Without direct mention of China, Deputy Treasury Secretary Wally Adeyemo on Monday sounded the alarm about petering private investment in middle- and low-income countries, particularly in Africa. The infrastructure finance gap, or money needed for essential projects like lighting homes and businesses, responding to the COVID pandemic and to making communities resilient against extreme weather, sits at $68 billion to $108 billion per year, Adeyemo said.

At the same time, Adeyemo lamented that huge amounts of private capital among the wealthy nations around the globe remains untapped.

“There is a clear disconnect between the large amount of available private sector capital and the urgent need to fund critical infrastructure projects in Africa and elsewhere. The question for us is: how do we connect this massive supply of savings with high-quality infrastructure projects in Africa?” Adeyemo said at the U.S. Trade and Development Agency.

Trade between the U.S. and sub-Saharan Africa was $44.9 billion last year, a 22% increase from 2019. But foreign direct investment into the region fell by 5.3% to $30.31 billion in 2021. Trade between Africa and China last year surged to $254 billion last year, up about 35% as Chinese exports increased on the continent.

The Biden administration, as it addresses criticism that Africa has remained an afterthought in U.S. foreign policy, has taken veiled jabs at China.

During his visit to Nigeria last year, Secretary of State Antony Blinken said that “too often, international infrastructure deals are opaque, coercive” and “burden countries with unmanageable debt.” The language — while tough — may have been more restrained than the Trump administration’s rhetoric; Vice President Mike Pence at the time accused Beijing of “debt diplomacy” in Africa and elsewhere.

China’s ambassador to the U.S., Qin Gang, pushed back on Monday against the Chinese debt trap notion and made the case that China has long been “sincere” in approaching Africa as the vibrant emerging market of the future.
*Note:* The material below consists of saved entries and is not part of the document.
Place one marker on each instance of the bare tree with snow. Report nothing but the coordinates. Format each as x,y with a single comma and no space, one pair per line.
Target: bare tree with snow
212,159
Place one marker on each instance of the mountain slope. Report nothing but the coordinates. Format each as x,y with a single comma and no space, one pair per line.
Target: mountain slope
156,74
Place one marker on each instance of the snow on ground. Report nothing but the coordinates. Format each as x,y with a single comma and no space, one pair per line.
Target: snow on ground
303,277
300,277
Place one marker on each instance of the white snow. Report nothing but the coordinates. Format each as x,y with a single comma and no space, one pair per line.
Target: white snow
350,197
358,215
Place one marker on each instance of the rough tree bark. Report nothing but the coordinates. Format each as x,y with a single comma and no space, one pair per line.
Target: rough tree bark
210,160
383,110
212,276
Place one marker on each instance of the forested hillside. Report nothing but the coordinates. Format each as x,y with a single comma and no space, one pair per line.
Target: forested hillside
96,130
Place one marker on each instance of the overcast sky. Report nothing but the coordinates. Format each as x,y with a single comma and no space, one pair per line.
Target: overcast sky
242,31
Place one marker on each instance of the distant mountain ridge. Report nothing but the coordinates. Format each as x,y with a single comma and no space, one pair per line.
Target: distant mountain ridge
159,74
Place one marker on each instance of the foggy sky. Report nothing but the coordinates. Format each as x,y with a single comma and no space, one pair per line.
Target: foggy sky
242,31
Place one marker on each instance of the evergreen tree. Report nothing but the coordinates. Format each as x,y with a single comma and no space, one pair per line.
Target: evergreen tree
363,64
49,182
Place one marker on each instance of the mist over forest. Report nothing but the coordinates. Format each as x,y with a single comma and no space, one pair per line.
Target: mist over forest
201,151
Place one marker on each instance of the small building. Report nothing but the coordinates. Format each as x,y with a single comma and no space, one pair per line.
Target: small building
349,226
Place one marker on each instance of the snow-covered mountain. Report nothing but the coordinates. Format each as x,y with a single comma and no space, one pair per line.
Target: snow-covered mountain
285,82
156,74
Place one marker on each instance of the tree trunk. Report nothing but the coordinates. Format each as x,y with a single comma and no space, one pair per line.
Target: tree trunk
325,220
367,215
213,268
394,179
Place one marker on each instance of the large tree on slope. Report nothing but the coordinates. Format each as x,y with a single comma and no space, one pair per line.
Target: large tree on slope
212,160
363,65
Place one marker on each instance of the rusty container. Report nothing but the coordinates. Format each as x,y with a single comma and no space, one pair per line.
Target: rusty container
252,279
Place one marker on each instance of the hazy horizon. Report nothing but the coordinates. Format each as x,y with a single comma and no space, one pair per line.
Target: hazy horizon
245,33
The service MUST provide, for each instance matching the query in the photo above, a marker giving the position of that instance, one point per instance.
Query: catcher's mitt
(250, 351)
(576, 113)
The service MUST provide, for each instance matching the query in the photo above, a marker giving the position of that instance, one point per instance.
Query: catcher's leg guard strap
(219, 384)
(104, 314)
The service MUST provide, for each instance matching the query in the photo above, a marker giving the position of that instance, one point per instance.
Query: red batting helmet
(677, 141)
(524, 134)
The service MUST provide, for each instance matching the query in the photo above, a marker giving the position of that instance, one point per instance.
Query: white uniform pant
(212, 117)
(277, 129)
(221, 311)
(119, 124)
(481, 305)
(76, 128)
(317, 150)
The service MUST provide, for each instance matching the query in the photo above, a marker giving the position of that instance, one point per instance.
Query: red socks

“We are not interested in the views of any other countries on China’s role in Africa,” Qin said at the Semafor forum.

Asked whether Biden administration officials would directly approach U.S. concerns about Chinese involvement in Africa during this week’s meetings, officials bristled.

“It’s not going to be about China,” White House press secretary Karine Jean-Pierre added. “It’s going to be about Africa.”

But the Pentagon has acknowledged that China’s increasing efforts to set up military bases in Africa and forge stronger economic ties across the continent fuel U.S. security concerns that will limit how much the America’s military can work with countries that have growing ties to Beijing.

Officials said in the run-up to the meetings that while America can’t and won’t tell African countries to turn away from China, the administration is making it clear that allowing Chinese bases on their soil and using Chinese telecom systems could hurt U.S. military relations with them.

“We have a particular type of security and military and defense relationship … with African partners, and that could be jeopardized if they were to have Chinese basing in their region just because of the type of exercises, the type of work, the type of collaboration and training that we do with them,” Chidi Blyden, the deputy assistant defense secretary for African affairs, told reporters last week.

Speaking at a defense forum put on by George Washington University’s Project for Media and National Security, Blyden said the use of China’s Huawei communications network “makes it hard for us to be able to work with African partners.” She said it impacts the ability of the U.S. to communicate on a “clear and secure channel.”

The comments underscore longstanding concerns among military commanders that the U.S. must not only keep pace militarily with China in the Indo-Pacific, but in other regions of the world also. Those include Africa, South America and the Middle East, where China is eyeing military and economic expansion.

U.S. officials have also expressed concerns that China is looking to establish a military base on the western coast of Africa.

“China’s Huawei network, which is very robust across the continent, makes it hard for us to be able to work with African partners who may adopt some of these systems,” she said.